Alexandra Lange
Architecture & design critic

Don’t Put A Bird On It: Saving “Craft” From Cuteness

In the first minute of the TLC summer show “Craft Wars,” the host Tori Spelling says the word “craft” and its variants over a dozen times. It’s the “ultimate crafting competition.” Competitors have “every crafting tool they could dream of.” “As an avid crafter myself, with my own crafting line….” The repetition seems unnecessary, given the show’s title and the beauty wall behind Spelling featuring the full spectrum of fabric, thread, tools, and notions. But after listening to Spelling say “craft” a few dozen more times, without substitution, I realized her writers weren’t brand-crazy. They were just stumped. There are no synonyms for a word that has lost its meaning.
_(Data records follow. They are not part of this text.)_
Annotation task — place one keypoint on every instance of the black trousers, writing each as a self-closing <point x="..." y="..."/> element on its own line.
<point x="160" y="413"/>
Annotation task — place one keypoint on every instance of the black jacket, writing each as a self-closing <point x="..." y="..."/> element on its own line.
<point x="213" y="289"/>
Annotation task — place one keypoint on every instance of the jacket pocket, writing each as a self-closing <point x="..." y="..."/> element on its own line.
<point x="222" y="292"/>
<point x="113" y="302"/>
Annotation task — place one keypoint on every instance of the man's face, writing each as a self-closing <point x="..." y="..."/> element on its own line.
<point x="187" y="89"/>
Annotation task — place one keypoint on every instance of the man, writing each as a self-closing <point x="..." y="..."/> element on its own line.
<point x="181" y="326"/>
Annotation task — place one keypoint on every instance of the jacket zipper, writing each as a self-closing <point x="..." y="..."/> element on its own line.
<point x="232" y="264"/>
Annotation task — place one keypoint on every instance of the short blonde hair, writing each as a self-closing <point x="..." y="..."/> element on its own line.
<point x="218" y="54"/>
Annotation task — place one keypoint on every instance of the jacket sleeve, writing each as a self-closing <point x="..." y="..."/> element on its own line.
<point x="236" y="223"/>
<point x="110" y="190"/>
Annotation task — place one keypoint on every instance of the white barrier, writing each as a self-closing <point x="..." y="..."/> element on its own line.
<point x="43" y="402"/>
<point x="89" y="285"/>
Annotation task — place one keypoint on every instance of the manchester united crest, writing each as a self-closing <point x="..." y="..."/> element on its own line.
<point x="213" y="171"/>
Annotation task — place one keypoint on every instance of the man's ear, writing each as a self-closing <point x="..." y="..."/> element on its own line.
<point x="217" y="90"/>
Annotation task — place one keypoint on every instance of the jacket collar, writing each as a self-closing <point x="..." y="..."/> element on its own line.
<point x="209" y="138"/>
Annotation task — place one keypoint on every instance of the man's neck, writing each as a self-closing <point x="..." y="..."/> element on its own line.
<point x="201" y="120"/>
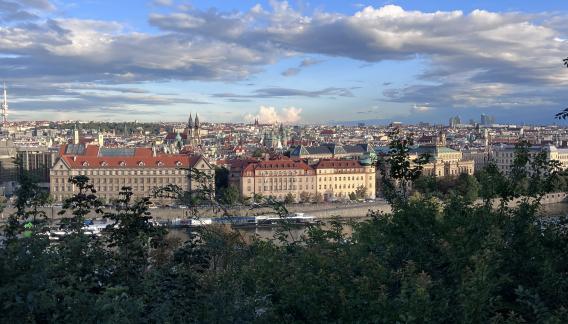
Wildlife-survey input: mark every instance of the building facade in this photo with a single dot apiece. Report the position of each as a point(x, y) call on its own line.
point(337, 179)
point(333, 179)
point(444, 161)
point(110, 169)
point(504, 155)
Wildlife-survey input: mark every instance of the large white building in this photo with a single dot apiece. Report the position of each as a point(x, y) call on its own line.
point(504, 155)
point(110, 169)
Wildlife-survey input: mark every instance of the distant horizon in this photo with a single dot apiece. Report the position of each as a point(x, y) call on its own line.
point(353, 123)
point(312, 62)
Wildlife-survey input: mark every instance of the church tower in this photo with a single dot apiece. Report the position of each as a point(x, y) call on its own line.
point(100, 138)
point(75, 135)
point(441, 140)
point(197, 131)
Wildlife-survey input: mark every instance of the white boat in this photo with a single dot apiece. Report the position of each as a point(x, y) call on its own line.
point(291, 219)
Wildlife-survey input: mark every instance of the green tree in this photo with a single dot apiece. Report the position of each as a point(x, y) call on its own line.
point(289, 199)
point(468, 187)
point(230, 195)
point(361, 192)
point(305, 197)
point(221, 178)
point(83, 203)
point(133, 234)
point(398, 171)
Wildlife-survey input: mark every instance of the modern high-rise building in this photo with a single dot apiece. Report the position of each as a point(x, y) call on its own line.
point(487, 120)
point(454, 121)
point(330, 178)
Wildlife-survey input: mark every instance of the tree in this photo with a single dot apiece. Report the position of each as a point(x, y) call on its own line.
point(221, 178)
point(361, 192)
point(230, 195)
point(289, 199)
point(563, 114)
point(318, 197)
point(305, 197)
point(426, 184)
point(81, 204)
point(398, 171)
point(132, 233)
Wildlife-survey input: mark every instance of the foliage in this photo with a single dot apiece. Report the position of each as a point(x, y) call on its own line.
point(361, 192)
point(221, 178)
point(289, 198)
point(305, 197)
point(230, 195)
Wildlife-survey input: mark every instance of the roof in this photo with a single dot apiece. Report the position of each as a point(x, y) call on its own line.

What “craft” mostly means on “Craft Wars” is the act of making things cuter. Take this shopping cart full of sports equipment and make a cute bag. Take this shopping cart full of school supplies and make a cute playhouse. That these bags will never be used, that some of them are not even completed, that, really, a duffel bag has already achieved ideal sports-bag form, are not considerations, not when a sawed-off tennis racket can be inserted “for ventilation” and tennis balls strung to make a “more comfortable” carrying strap. And what could be more delightful than a playhouse roofed in composition-book covers, never mind its ability to withstand rain?